After the release of the second beta a few weeks ago, Haiku continues its steady pace of improvements and fixes. A few highlights from the work done since the beta release:
Korli also worked on improving support for modern x86 CPUs, including the xsave instruction, and enabling use of AVX which requires saving more CPU registers during context switches.
[…]A new version of HaikuWebKit has finally been released after help from KapiX and X512 to fix the remaining bugs. It uses a lot less memory, crashes less often, and has better support for modern website. There is ongoing work for further updates and improvements.
There’s a lot more in there, so if you have beta 2 running, be sure to update it.
when did it all start? I feel like 20 years ago.
Almost 20 years ago, yes 🙂 2001 year exactly
I hope they get support for my network cards before Release 1. I have a ThinkPad T440p and E550; wifi works in neither. They both work in FreeBSD and Haiku uses that network stack, so hopefully it will be solved soon. If so I will probably blow OpenBSD away on the E550, as it doesn’t work as well as on the T440p, and install Haiku over it.
Yeah I know, no GNOME rants, eh? Shocking.
What do you mean by no GNOME rants?
I just need to wean myself off ranting about GNOME, that’s all. Thom will get it 🙂
from https://arstechnica.com/gadgets/2020/06/a-decidedly-non-linux-distro-walkthrough-haiku-r1-beta2/
Haiku is an interesting project—but it’s hard to imagine it turning into something fully modern and usable.
[…]
Haiku is burdened with a design principle demanding decades of backward compatibility, and has a very small developer team compared to most distributions.
[…]
The release notes for Haiku R1/beta2 describe it as “feature complete” but still containing known and unknown bugs. I don’t think most reasonable people who aren’t personally invested in the project would agree with that description—after nearly twenty years of development, it still feels like a pet project with gaping holes that may never be closed.

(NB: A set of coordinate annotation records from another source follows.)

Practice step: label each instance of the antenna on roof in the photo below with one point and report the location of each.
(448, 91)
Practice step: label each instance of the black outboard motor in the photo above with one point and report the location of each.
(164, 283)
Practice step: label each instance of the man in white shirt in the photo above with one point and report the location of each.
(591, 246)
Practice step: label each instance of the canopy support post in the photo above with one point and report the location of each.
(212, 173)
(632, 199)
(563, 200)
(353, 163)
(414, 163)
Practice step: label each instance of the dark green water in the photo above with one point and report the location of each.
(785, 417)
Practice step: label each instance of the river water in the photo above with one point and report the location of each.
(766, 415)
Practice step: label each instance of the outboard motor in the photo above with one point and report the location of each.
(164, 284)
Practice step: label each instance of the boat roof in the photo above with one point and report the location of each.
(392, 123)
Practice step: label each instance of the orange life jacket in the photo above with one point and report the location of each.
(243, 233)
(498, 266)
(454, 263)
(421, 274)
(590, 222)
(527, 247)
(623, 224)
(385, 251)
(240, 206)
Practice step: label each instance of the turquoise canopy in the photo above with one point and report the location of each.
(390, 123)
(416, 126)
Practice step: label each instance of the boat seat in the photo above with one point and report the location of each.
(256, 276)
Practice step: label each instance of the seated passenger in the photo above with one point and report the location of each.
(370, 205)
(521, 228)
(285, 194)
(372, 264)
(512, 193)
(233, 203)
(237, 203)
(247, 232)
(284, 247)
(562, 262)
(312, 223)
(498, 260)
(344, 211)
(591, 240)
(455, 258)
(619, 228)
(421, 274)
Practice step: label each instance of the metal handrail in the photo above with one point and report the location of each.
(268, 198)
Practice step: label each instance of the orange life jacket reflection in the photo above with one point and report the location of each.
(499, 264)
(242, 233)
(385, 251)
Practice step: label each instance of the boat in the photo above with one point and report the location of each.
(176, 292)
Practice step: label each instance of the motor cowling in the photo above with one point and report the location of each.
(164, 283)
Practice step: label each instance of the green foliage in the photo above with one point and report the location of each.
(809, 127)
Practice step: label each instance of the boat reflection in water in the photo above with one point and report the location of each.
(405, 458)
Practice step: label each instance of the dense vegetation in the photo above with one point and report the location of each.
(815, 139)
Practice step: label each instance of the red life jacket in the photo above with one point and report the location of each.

Yeah, I think they should have given up on binary compatibility with BeOS a long time ago.
I don’t think something has to be a Linux killer to be a reasonable project – all the BSD’s have their limitations in comparison to Linux, but they’re still viable alternatives for that subset of people who use them – and some people use them “just because” they’re closer to a “real Unix” than Linux, at least in their opinion. Not to mention that some people use Linux “just because” it’s free software and/or not Windows.
Besides, systemD hasn’t exactly turned Linux into a Windows clone, and the basic design of Linux is about twice as old as Haiku. Not to mention that modern Windows has its roots in VMS, which has its roots in even older DEC operating systems; or that 64-bit Haiku is incompatible with 32-bit Haiku, so going forward the designers are free to do as they please. If Haiku gains a critical mass of developers, who cares how long it took?